Do what you feel in your heart to be right, for you’ll be criticized anyways.
There's good reason to be excited. You have the first woman running who is qualified, and a very attractive African-American who has demonstrated crossover appeal. I got involved in politics 40 years ago during the civil rights movement, so yes, it's an exciting thing.
Up until, really, Roosevelt, African-Americans largely voted ninety per cent Republican. That was the political origins, that's what their political voice was in the Republican party. During that history, that last sixty or seventy years of history, the Republican party effectively walked away from the community. They were afraid to really embrace civil rights even though they embraced civil rights legislation. And so it's not enough to just to put it on paper, you gotta actually show up and be in the community, and understand what that struggle was really about.
To simply say that black people made allegations that substantiated an unfair and selective prosecution where you had more than half of the counts thrown out, where you had 27 counts where it took the jury less than four hours to find them not guilty - that speaks to fact that here we have three civil-rights activists, acquitted. What we have here is a prosecution that was baseless, a prosecution that chilled African Americans right to vote.
Don't wait. The time will never be just right.
I deeply understand the history of civil rights and the horrendous impact that relentless and systemic discrimination and the denial of voting rights has had on our African-American brothers and sisters. I have witnessed it.
We must protect the civil rights of American citizens - African-Americans, Hispanic Americans, and all Americans - by ensuring that their jobs, wages, and well-being come first.
Everything African-Americans - every freedom they have obtained - came from Republicans, not Democrats. All the way back to the Emancipation Proclamation, to the Civil Rights movement. Civil Rights legislation was passed by a Republican Congress.
Sometimes the smallest step in the right direction ends up beign the biggest step of your life. Tip toe if you must, but take the step.
I think there are profound differences between the civil rights struggle for African Americans and the civil rights struggle for gay Americans.
I have a long history in fighting for civil rights.
I understand that many people in the African-American community may not understand that.
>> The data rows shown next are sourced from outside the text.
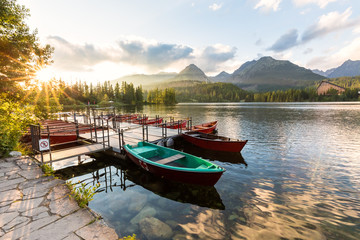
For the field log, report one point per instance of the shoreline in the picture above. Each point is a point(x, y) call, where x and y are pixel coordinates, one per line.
point(33, 206)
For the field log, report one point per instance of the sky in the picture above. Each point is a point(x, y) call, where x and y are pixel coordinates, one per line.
point(104, 40)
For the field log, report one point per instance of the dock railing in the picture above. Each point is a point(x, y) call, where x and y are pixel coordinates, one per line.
point(59, 134)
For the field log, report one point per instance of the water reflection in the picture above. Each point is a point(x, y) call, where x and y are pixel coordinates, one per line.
point(114, 174)
point(301, 181)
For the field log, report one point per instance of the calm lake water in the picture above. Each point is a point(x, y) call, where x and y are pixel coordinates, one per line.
point(298, 177)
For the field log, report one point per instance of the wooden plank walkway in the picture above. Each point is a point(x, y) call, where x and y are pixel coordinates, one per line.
point(132, 135)
point(72, 152)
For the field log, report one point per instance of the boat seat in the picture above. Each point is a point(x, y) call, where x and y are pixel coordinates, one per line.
point(146, 149)
point(170, 159)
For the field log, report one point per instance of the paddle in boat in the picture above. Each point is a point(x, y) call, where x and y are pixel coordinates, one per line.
point(174, 165)
point(214, 142)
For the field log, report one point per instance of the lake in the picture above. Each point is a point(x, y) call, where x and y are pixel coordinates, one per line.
point(298, 177)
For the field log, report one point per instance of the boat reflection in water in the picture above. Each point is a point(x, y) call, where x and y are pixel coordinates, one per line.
point(228, 157)
point(124, 174)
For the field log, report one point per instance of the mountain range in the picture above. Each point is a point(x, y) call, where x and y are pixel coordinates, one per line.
point(265, 74)
point(347, 69)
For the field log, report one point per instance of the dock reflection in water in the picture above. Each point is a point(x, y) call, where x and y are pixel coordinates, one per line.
point(146, 194)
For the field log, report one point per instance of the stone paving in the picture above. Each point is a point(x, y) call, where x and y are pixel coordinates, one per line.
point(36, 207)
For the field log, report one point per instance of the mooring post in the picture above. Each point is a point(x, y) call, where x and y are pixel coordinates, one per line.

I don't think there are any pure Africans of the African Americans, but the African part of our history was pretty much taken away from us during slavery, so the 60s gave us a chance, because of the civil rights movement, to kind of re-examine and make some sort of formal connection to our African-ness.
Real integrity is doing the right thing, knowing that nobody is going to know whether you did it or not.
The 'civil rights' revolutionary groups are a case in point.
Their goal is not equality but power. The background of Negro culture is African and magic, and the purposes of magic are control and power. . . Voodoo or magic was the religion and life of American Negroes. Voodoo songs underlie jazz, and old voodoo, with its power goal, has been merely replaced with revolutionary voodoo, a modernized power drive.
The fact that women are very young in obtaining their civil rights and African-Americans are young in obtaining their civil rights, I think it's about time that we extend that to all Americans, whether straight, gay, purple, green, black, brown.
The Civil Rights for Musicians Act is about economic justice for African American artists. It's about what's right. And it's about time.